Tonight, I got the best news! Emily is coming to stay for Christmas!!!!! Do you know how much that makes me just want to sing? Like tons. My roommates were studying when she told me and I didn't want to disturb them, so I just did my happy dance! No doubt about it, my siter is the best!
Guess what? Tomorrow I don't have any classes! Another great thing...today couldn't be any better. I'm really glad to have a long weekend so I can have a little fun and still get my presentation ready to go for Tuesday. God is good.
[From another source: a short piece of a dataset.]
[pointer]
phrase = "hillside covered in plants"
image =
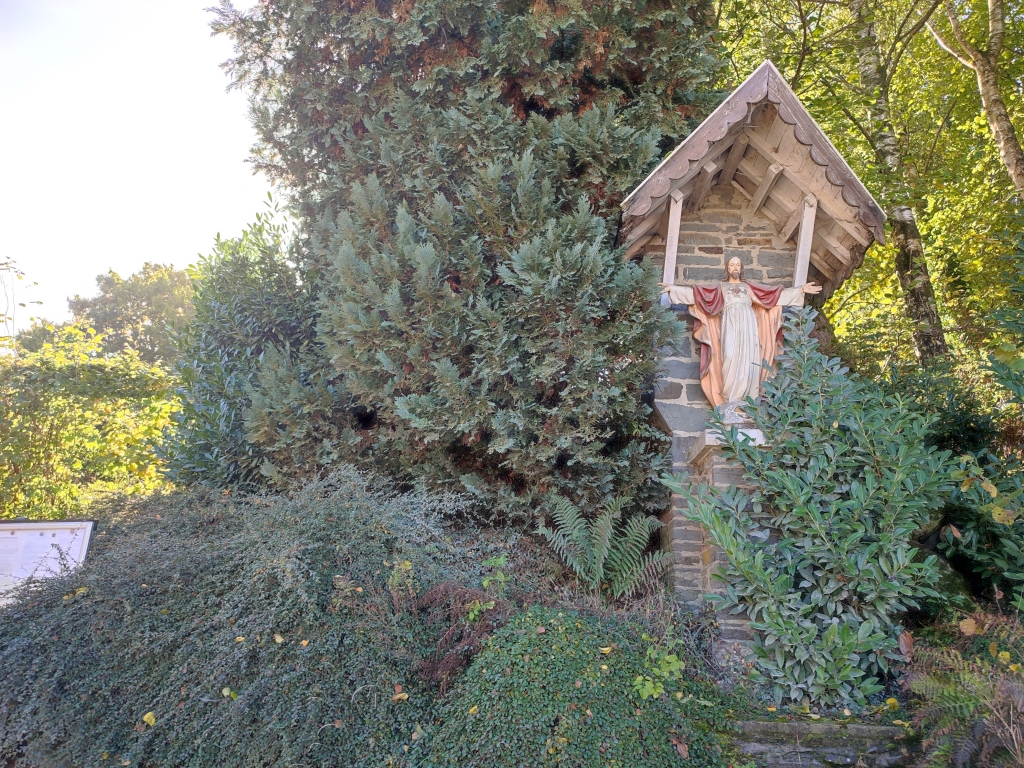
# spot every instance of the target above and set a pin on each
(380, 480)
Well, I think I'll share this last little thing just as a bit of encouragement. A few months ago, I was in a bible study by Beth Moore and she was talking about trusting God in everything and she made a little side point that has kind of stuck with me. She talked about playing the "worst case senario" game when problems arise. My first reaction was "what, that seems kind of backwards" but now I do it all the time without even realizing it. Okay, this is what you do. When a worry pops into your head take it to the extreme and see how even if the very worst were to happen, God is still in control. For example, lets say I'm worring about a test in school (totally hypothetical) I say to myself...what if I get a C on this test. Quelle horreur! Then I say, no, what if I fail then I'm kicked out of school next semester and I have to go home and clean scum off of the toilets in some reandom restaurant because I can't find a job. (I come from a long line of worriers so this comes pretty natural to me) Even if I "lose" everything, I've still gained everything. I still got to spend a semester in France, live in an apartment with its own set of challenges, meet new people at church, and hopefully grown in some aspect. And as if all of that were not enought, I still have Christ! And in Christ we can find joy in any circumstance. How could we not?
Sorry to go on and on...I don't want to preach to you but I do think it's really cool how God can make something you heard months ago just pop into your head to comfort you. Not that I'm really worring about school this point, but like I said I'm a natural.
Well, time for me to go to bed. This has been such a great day and I don't want to it to end, but if I want tomorrow to be equally as enjoyable I should probably get some sleep. Night everybody!